Monday, June 28, 2004

Miami Herald June 28, 2004 Newlyweds show gay pride


Posted on Mon, Jun. 28, 2004

NATIONWIDE PARADES
Newlyweds show gay pride


Thousands of gay men and lesbians joined pride parades in cities across the country, optimistic that laws permitting same-sex marriages will spread.


SAN FRANCISCO - (AP) -- The party still had its traditional leather-clad legions and dramatic drag queens, but Sunday's gay pride parade featured marchers even more radical -- married same-sex couples.

Gay and lesbian newlyweds hoisting poster-size reproductions of their marriage licenses had a starring role at San Francisco's 34th annual parade. They were joined by Mayor Gavin Newsom and others who helped promote same-sex unions in the history-making wedding march at City Hall earlier this year.

Other cities holding parades Sunday included Atlanta, Seattle and New York, where gay pride participants danced down Fifth Avenue and waved rainbow flags in celebration.

Newsom, who helped push the marriage debate onto the nation's agenda shortly after taking office, received the kind of reception usually reserved for rock stars and matinee idols, with shouts of ''We love you Gavin'' and ''Ga-vin! Ga-vin! Ga-vin!'' rising from the crowd as he passed.
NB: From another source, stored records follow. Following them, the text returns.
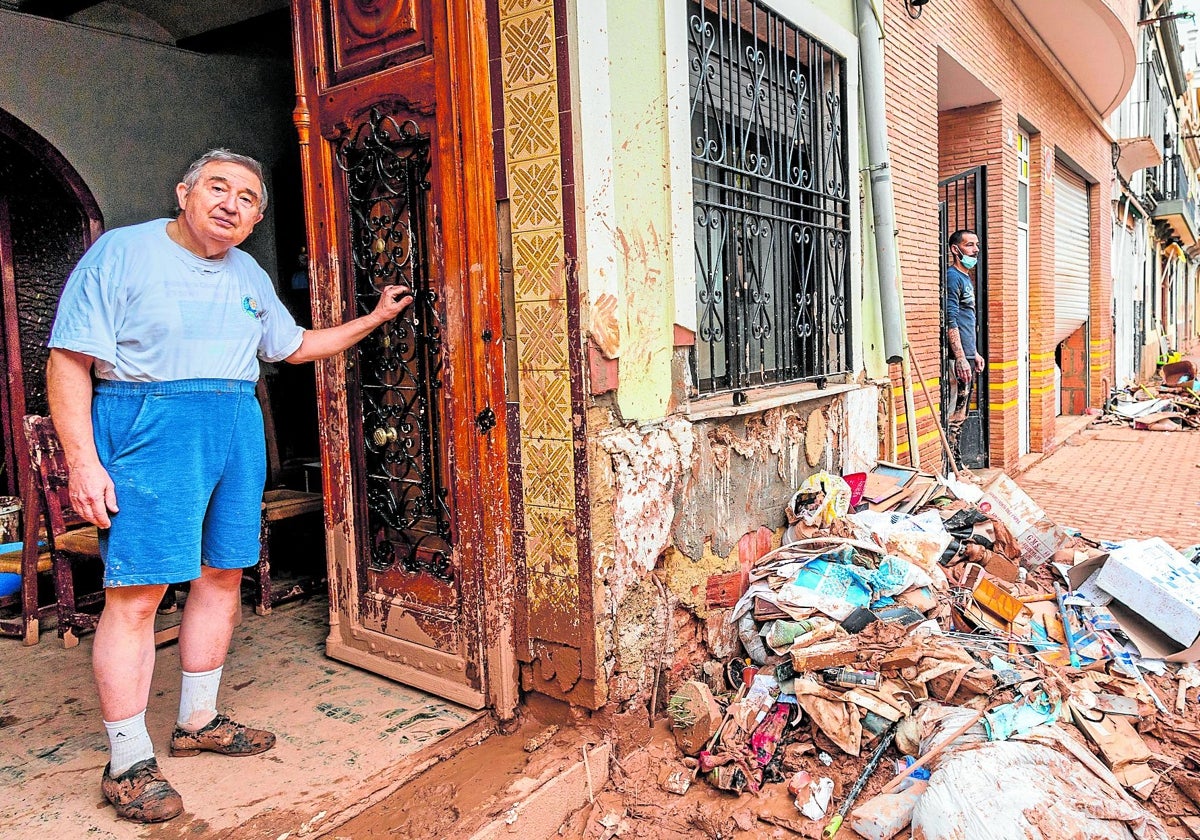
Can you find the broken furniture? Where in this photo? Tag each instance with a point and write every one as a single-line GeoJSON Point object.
{"type": "Point", "coordinates": [28, 563]}
{"type": "Point", "coordinates": [279, 504]}
{"type": "Point", "coordinates": [70, 539]}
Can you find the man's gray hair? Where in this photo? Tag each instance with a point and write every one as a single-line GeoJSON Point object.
{"type": "Point", "coordinates": [225, 156]}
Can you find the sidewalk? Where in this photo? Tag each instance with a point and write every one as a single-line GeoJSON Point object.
{"type": "Point", "coordinates": [1114, 483]}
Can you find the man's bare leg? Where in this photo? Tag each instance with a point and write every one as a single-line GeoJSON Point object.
{"type": "Point", "coordinates": [123, 652]}
{"type": "Point", "coordinates": [209, 617]}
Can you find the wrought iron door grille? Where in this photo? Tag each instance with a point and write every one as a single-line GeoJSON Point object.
{"type": "Point", "coordinates": [399, 366]}
{"type": "Point", "coordinates": [772, 199]}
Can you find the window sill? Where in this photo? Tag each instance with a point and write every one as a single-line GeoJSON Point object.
{"type": "Point", "coordinates": [762, 399]}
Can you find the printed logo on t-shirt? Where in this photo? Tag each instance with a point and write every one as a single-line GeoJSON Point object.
{"type": "Point", "coordinates": [252, 307]}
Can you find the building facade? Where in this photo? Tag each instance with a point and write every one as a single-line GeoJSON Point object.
{"type": "Point", "coordinates": [651, 299]}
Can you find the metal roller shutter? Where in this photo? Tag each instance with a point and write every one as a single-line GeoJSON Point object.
{"type": "Point", "coordinates": [1072, 258]}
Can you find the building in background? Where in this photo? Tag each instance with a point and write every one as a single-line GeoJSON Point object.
{"type": "Point", "coordinates": [1156, 234]}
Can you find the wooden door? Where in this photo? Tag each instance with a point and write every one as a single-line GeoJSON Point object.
{"type": "Point", "coordinates": [394, 120]}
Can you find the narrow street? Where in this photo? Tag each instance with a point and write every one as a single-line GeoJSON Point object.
{"type": "Point", "coordinates": [1114, 483]}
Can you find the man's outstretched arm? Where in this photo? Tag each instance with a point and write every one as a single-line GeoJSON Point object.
{"type": "Point", "coordinates": [69, 388]}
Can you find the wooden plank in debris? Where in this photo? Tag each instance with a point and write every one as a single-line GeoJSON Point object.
{"type": "Point", "coordinates": [1116, 738]}
{"type": "Point", "coordinates": [825, 654]}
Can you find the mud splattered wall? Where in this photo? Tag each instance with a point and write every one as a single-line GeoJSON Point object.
{"type": "Point", "coordinates": [142, 111]}
{"type": "Point", "coordinates": [625, 501]}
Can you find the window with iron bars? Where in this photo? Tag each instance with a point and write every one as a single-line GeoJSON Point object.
{"type": "Point", "coordinates": [772, 199]}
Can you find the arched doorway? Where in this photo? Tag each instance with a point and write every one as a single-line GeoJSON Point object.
{"type": "Point", "coordinates": [48, 217]}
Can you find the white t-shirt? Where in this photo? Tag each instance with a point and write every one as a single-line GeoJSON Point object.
{"type": "Point", "coordinates": [149, 310]}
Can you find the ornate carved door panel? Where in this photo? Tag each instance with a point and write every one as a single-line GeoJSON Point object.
{"type": "Point", "coordinates": [396, 153]}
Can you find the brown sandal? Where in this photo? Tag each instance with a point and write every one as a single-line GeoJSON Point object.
{"type": "Point", "coordinates": [142, 793]}
{"type": "Point", "coordinates": [221, 736]}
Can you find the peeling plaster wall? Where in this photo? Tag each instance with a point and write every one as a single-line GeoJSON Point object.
{"type": "Point", "coordinates": [676, 501]}
{"type": "Point", "coordinates": [651, 472]}
{"type": "Point", "coordinates": [679, 498]}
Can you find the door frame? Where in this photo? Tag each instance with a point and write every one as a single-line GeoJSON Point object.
{"type": "Point", "coordinates": [463, 91]}
{"type": "Point", "coordinates": [963, 203]}
{"type": "Point", "coordinates": [12, 393]}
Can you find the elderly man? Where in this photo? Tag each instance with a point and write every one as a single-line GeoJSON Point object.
{"type": "Point", "coordinates": [166, 449]}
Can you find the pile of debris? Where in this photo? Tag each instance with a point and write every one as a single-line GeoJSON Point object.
{"type": "Point", "coordinates": [1173, 405]}
{"type": "Point", "coordinates": [918, 645]}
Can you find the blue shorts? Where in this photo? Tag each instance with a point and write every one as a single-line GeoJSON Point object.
{"type": "Point", "coordinates": [189, 462]}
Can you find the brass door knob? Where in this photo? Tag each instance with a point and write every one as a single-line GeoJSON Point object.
{"type": "Point", "coordinates": [384, 436]}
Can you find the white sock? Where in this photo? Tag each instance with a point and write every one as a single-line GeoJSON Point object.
{"type": "Point", "coordinates": [198, 699]}
{"type": "Point", "coordinates": [127, 743]}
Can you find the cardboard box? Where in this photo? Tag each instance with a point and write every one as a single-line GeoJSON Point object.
{"type": "Point", "coordinates": [1150, 641]}
{"type": "Point", "coordinates": [1155, 581]}
{"type": "Point", "coordinates": [1035, 532]}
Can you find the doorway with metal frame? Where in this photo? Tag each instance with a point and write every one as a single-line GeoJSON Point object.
{"type": "Point", "coordinates": [963, 205]}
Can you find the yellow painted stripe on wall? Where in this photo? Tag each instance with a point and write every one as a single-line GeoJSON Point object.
{"type": "Point", "coordinates": [921, 441]}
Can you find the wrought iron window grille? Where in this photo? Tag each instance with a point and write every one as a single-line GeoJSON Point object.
{"type": "Point", "coordinates": [772, 201]}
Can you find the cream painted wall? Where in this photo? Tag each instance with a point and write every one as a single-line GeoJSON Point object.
{"type": "Point", "coordinates": [642, 221]}
{"type": "Point", "coordinates": [130, 114]}
{"type": "Point", "coordinates": [634, 174]}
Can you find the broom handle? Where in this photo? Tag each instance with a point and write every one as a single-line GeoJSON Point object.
{"type": "Point", "coordinates": [937, 420]}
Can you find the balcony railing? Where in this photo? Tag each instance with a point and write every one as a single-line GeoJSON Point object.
{"type": "Point", "coordinates": [1168, 190]}
{"type": "Point", "coordinates": [1144, 111]}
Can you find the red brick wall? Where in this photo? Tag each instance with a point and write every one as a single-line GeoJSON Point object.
{"type": "Point", "coordinates": [925, 145]}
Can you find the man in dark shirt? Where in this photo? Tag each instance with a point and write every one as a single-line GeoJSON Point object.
{"type": "Point", "coordinates": [960, 328]}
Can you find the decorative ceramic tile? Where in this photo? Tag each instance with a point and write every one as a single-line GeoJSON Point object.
{"type": "Point", "coordinates": [510, 7]}
{"type": "Point", "coordinates": [547, 473]}
{"type": "Point", "coordinates": [527, 49]}
{"type": "Point", "coordinates": [538, 265]}
{"type": "Point", "coordinates": [556, 594]}
{"type": "Point", "coordinates": [546, 405]}
{"type": "Point", "coordinates": [550, 541]}
{"type": "Point", "coordinates": [531, 123]}
{"type": "Point", "coordinates": [535, 191]}
{"type": "Point", "coordinates": [541, 336]}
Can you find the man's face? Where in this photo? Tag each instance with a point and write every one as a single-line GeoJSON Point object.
{"type": "Point", "coordinates": [223, 207]}
{"type": "Point", "coordinates": [969, 246]}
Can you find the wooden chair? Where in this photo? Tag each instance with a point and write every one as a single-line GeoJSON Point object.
{"type": "Point", "coordinates": [70, 539]}
{"type": "Point", "coordinates": [279, 505]}
{"type": "Point", "coordinates": [29, 562]}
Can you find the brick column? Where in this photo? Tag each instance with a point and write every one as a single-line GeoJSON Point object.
{"type": "Point", "coordinates": [1101, 361]}
{"type": "Point", "coordinates": [1042, 286]}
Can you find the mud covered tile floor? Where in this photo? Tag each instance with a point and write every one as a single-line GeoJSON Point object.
{"type": "Point", "coordinates": [343, 737]}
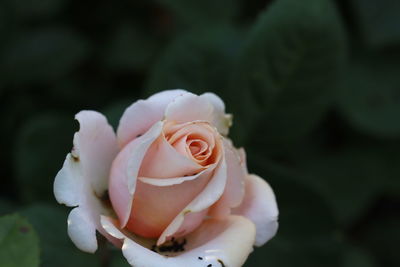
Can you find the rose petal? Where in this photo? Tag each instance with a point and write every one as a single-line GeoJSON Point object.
{"type": "Point", "coordinates": [221, 120]}
{"type": "Point", "coordinates": [259, 205]}
{"type": "Point", "coordinates": [235, 185]}
{"type": "Point", "coordinates": [83, 178]}
{"type": "Point", "coordinates": [155, 207]}
{"type": "Point", "coordinates": [125, 170]}
{"type": "Point", "coordinates": [211, 193]}
{"type": "Point", "coordinates": [141, 115]}
{"type": "Point", "coordinates": [174, 180]}
{"type": "Point", "coordinates": [216, 242]}
{"type": "Point", "coordinates": [163, 161]}
{"type": "Point", "coordinates": [207, 107]}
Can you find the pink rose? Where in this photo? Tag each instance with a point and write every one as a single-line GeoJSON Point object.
{"type": "Point", "coordinates": [179, 191]}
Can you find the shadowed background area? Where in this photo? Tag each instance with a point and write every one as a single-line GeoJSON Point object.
{"type": "Point", "coordinates": [314, 87]}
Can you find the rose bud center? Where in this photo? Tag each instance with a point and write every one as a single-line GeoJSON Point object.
{"type": "Point", "coordinates": [187, 153]}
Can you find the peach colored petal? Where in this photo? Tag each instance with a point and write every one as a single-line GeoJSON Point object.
{"type": "Point", "coordinates": [216, 242]}
{"type": "Point", "coordinates": [259, 205]}
{"type": "Point", "coordinates": [235, 185]}
{"type": "Point", "coordinates": [125, 170]}
{"type": "Point", "coordinates": [141, 115]}
{"type": "Point", "coordinates": [163, 161]}
{"type": "Point", "coordinates": [220, 119]}
{"type": "Point", "coordinates": [82, 181]}
{"type": "Point", "coordinates": [211, 193]}
{"type": "Point", "coordinates": [154, 207]}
''It took courage to be in office such a short time and take the stance he did,'' said Tony Sosha, who marched with his new husband, Ens Layante.

An official crowd estimate was unavailable, but tens of thousands of people typically attend what organizers dub California's largest public event.

San Francisco issued more than 4,000 marriage licenses earlier this year before the state Supreme Court intervened.

Floats featuring couples in wedding finery followed Newsom and San Francisco assessor Mabel Teng. The parade got rolling behind a contingent of Dykes on Bikes, with some of the motorcycle-riding lesbians wearing veils.

''Equality has always been a part of [the parade]. This is just the next evolution,'' said Teddy Witherington, executive director of the San Francisco Lesbian, Gay, Bisexual, Transgender Pride Parade Committee.

While Massachusetts became the only U.S. state to legally recognize same-sex marriages last month following a ruling by its Supreme Judicial Court, gay pride revelers said they expect New York and other states to follow suit.

With Congress set to vote within weeks on a proposed constitutional amendment that would ban same-sex marriage, the issue received prominent treatment at gay pride parades nationwide.

''Even 10 years ago I would have said that's the wrong issue,'' said Ed Glorius, at New York's parade with his arms entwined around his partner, Dwight Pollard, whom he married at a Manhattan restaurant last week. ``And now I feel very differently.''

The Manhattan parade featured marching bands, politicians including Mayor Michael Bloomberg and, as always, plenty of men wearing G-strings and towering heels.

The parade -- officially called the Lesbian, Gay, Bisexual and Transgender Pride March -- commemorates the Stonewall uprising of 1969, when patrons of a gay bar resisted a police raid.